The computer system 900 may further include a video display unit 910 (e.g., a Liquid Crystal Display (LCD) or a Cathode Ray Tube (CRT)). The computer system 900 also includes an alphanumeric input device 917 (e.g., a keyboard), a user interface (UI) navigation device 911 (e.g., a mouse), a disk drive unit 916, a signal generation device 918 (e.g., a speaker) and a network interface device 920. The disk drive unit 916 further includes machine readable medium 922 having instructions 925 for storing and controlling the machine readable medium 922.
Additionally, the computer system 900 includes a niche market finder module 930 implementing functions to retrieve and store information related to sales of products, as well as information related to sellers. The functions further identify a niche market by analysis of the supply and demand for the various products and items retrieved. The niche market finder module 930 also functions to identify sellers for identified niche markets. The niche market finder module 930 may implement any of the methods, functions, apparatus, and processing discussed herein. The niche market finder module 930 transforms sales data and other sales-related information into niche market indicators, as well as seller indicators. In one embodiment, niche market indicators are reflected in a list of products within the niche market, and seller indicators are reflected in a list of sellers to facilitate the niche market.

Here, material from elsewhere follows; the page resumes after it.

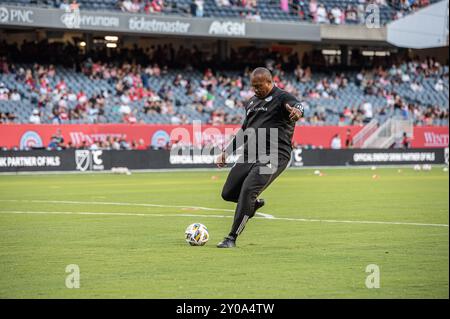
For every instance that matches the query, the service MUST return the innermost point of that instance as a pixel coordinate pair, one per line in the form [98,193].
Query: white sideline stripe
[125,204]
[223,216]
[114,214]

Certain embodiments are described herein as including logic or a number of components, modules, or mechanisms. A component may be any tangible unit capable of performing certain operations and may be configured or arranged in a certain manner. In example embodiments, one or more computer systems (e.g., a standalone, client or server computer system) or one or more components of a computer system (e.g., a processor or a group of processors) may be configured by software (e.g., an application or application portion) as a component that operates to perform certain operations as described herein.

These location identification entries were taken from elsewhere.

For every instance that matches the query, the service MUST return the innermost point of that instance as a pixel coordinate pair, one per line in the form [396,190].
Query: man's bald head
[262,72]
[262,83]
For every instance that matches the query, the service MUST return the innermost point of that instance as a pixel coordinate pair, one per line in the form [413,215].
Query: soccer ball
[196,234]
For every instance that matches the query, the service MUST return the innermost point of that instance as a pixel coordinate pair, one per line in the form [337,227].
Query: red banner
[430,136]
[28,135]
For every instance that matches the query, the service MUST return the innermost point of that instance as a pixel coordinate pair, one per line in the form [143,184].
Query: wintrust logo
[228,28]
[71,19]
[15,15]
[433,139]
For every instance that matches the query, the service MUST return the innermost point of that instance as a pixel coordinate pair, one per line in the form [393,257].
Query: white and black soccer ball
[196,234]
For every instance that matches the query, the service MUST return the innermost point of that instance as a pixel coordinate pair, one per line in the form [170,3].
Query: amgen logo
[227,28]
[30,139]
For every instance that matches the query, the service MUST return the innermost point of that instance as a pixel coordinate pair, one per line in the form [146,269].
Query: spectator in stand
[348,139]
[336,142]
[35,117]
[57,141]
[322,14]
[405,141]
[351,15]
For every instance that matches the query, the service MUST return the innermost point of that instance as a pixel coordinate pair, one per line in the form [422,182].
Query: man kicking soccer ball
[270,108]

In various embodiments, a component may be implemented mechanically or electronically. For example, a component may comprise dedicated circuitry or logic permanently configured (e.g., as a special-purpose processor) to perform certain operations. A component may also comprise programmable logic or circuitry (e.g., as encompassed within a general-purpose processor or other programmable processor) temporarily configured by software to perform certain operations. It may be appreciated that the decision to implement a component mechanically, in dedicated and permanently configured circuitry, or in temporarily configured circuitry (e.g., configured by software) may be driven by cost and time considerations.
Accordingly, the term “component” may be understood to encompass a tangible entity, be that an entity physically constructed, permanently configured (e.g., hardwired) or temporarily configured (e.g., programmed) to operate in a certain manner and/or to perform certain operations described herein. Considering embodiments in which components are temporarily configured (e.g., programmed), each of the components need not be configured or instantiated at any one instance in time. For example, where the components comprise a general-purpose processor configured using software, the general-purpose processor may be configured as respective different components at different times. Software may accordingly configure a processor, for example, to constitute a particular component at one instance of time and to constitute a different component at a different instance of time.
Components can provide information to, and receive information from, other components. Accordingly, the described components may be regarded as being communicatively coupled. Where multiples of such components exist contemporaneously, communications may be achieved through signal transmission (e.g., over appropriate circuits and buses) that connect the components. In embodiments in which multiple components are configured or instantiated at different times, communications between such components may be achieved, for example, through the storage and retrieval of information in memory structures to which the multiple components have access. For example, one component may perform an operation and store the output of that operation in a memory device to which it is communicatively coupled. A further component may, at a later time, access the memory device to retrieve and process the stored output. Components may also initiate communications with input or output devices, and can operate on a resource (e.g., a collection of information).
Example embodiments may be implemented in digital electronic circuitry, or in computer hardware, firmware, software, or in combinations of these. Example embodiments may be implemented using a computer program product, e.g., a computer program tangibly embodied in an information carrier, e.g., in a machine-readable medium for execution by, or to control the operation of, data processing apparatus, e.g., a programmable processor, a computer, or multiple computers.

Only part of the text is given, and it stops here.